Nel caso di pazienti terminali come medici non bisogna sentirsi sconfitti. “La morte va vista come conclusione di un percorso, un evento naturale”, spiega il dottor Bernardo. La parola “terminale” poi non gli piace:“Siamo tutti terminali, dal giorno della nascita, ognuno di noi è destinato a morire un giorno! L’importante è arrivarci nel miglior modo possibile. Il mio obiettivo, o meglio nostro, perché lavoriamo in team - sottolinea Bernardo - è che il paziente sia il più possibile attivo.”
Agli inizi le cure palliative, nate negli anni Sessanta in Inghilterra per l’iniziativa di Cicely Saunders, ex assistente sociale e infermiera inglese, poi diventata medico, erano mirate alla cura dei pazienti oncologici in fase terminale. Una visione ormai superata. “Il dolore inizia molto prima, nel momento preciso in cui un medico comunica ad un paziente che ha un tumore”, sottolinea il dr. Bernardo. Per questo tutti i reparti dovrebbero lavorare in stretta collaborazione con il reparto di cure palliative, se non addirittura disporre di un medico palliativista. La realtà però è diversa e lontana da questo obiettivo. In Alto Adige intanto c’è solo un distretto, quello di Bolzano, che dal 2000 dispone di un reparto di Cure palliative, dove lavorano cinque medici e sette infermieri. L’hospice a Bolzano dispone di dieci letti, a Merano sono nove. A Trento invece ci sono tre hospice con 15 medici!

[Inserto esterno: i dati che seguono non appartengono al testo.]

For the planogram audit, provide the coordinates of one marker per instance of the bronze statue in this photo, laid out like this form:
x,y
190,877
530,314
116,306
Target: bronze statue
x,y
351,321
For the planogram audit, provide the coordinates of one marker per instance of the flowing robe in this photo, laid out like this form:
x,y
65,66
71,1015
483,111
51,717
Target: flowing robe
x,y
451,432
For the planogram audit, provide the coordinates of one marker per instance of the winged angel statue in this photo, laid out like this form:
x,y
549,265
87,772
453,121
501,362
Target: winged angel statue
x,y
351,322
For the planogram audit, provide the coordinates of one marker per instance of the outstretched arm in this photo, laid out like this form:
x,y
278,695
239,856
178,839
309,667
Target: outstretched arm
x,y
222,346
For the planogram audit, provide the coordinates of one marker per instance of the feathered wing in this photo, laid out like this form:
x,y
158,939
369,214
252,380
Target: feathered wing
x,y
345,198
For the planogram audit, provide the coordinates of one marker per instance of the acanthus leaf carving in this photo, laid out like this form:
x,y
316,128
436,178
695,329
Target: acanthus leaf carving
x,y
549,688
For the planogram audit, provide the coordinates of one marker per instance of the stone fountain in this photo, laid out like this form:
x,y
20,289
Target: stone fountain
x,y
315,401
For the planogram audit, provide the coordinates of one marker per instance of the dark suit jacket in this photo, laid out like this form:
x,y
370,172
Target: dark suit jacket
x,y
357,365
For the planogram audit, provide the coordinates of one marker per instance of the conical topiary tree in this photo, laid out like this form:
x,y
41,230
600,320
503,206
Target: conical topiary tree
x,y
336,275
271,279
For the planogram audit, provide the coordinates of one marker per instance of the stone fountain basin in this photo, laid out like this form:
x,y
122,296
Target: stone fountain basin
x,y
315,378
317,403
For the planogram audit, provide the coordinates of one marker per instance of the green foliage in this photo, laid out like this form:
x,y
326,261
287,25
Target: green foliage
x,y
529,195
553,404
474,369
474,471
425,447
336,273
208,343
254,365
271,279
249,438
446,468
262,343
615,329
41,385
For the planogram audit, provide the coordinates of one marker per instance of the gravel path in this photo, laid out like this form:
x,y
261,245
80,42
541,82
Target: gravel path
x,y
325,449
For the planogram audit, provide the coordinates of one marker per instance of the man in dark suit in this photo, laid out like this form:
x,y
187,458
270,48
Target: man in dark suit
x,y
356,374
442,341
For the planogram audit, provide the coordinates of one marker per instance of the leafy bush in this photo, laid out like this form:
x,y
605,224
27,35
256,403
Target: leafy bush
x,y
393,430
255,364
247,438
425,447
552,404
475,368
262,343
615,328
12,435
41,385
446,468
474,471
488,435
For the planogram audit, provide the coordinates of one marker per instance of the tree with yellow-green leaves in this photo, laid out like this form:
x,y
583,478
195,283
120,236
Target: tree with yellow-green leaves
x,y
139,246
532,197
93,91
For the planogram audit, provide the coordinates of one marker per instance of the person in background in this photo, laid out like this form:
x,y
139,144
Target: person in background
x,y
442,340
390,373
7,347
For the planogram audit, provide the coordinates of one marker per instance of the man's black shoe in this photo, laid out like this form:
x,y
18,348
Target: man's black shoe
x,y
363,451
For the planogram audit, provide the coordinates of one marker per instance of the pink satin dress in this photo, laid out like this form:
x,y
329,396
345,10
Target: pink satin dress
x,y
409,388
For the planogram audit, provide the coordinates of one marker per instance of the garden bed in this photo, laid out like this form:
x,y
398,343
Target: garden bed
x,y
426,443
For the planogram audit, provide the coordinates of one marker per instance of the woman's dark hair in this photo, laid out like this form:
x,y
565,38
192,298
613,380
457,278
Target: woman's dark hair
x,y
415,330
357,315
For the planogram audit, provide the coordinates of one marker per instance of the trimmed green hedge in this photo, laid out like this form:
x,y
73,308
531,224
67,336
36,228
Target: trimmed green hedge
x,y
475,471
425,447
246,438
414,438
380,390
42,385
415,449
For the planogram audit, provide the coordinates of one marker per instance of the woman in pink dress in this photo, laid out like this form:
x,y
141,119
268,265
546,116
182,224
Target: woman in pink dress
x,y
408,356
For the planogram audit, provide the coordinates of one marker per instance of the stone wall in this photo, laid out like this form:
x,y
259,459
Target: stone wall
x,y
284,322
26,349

Le cure palliative non fanno ancora parte del percorso di formazione dei giovani medici, per i futuri medici di base invece è previsto uno stage di un mese. “Loro, in linea teorica, sarebbero il collaboratore più importante del palliativista sul territorio”, spiega Bernardo. Il reparto di Cure palliative non è integrato nel sistema di prenotazione CUP. “Siamo noi a fissare direttamente i nostri appuntamenti, e siamo noi medici a rispondere al telefono perché dobbiamo immediatamente capire se la persona che ci chiama ha bisogno oggi, domani o se può aspettare una settimana.”